Stretch and Strengthen:
To get more turn, one needs to stretch the large muscles of the back called the lats. Personally I do this pose every day and I use it with all of my golfers and MLB players. In addition to stretching the lats, you will feel a stretch in the lower back.
Once we complete the stretch phase of the pose we move onto strengthening the shoulders. Remember to breathe deeply, with the focus on lengthening and stretching deeper during the exhalation.
Let’s get started ...
Separate the knees slightly wider than hip width apart and bring the glutes to your the heels.
Note: if this angle is difficult on the knees place a rolled up towel behind the knees.

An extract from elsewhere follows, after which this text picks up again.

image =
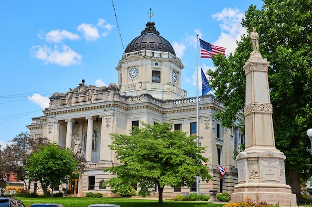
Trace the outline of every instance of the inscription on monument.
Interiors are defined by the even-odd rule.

Stretch your arms forward, placing them wider than your yoga mat. Come high onto your finger tips and hold for seven deep breaths, focusing on stretching the shoulders and lats.
'Walk' your hands to the right and hold for seven more breaths. Maintain the connection between the glutes and heels. Switch sides.
Continue on your knees and bring the pinky side edge of your hands to the floor. Palms face each other but the arms remain slightly wider than shoulder width apart. Inhale deeply and on your exhalation lift your right arm, focusing on the strength in the shoulder.
Repeat 10 times on each side.
Contact Katherine at Katherine@KRFlexfit.com if you have questions or comments.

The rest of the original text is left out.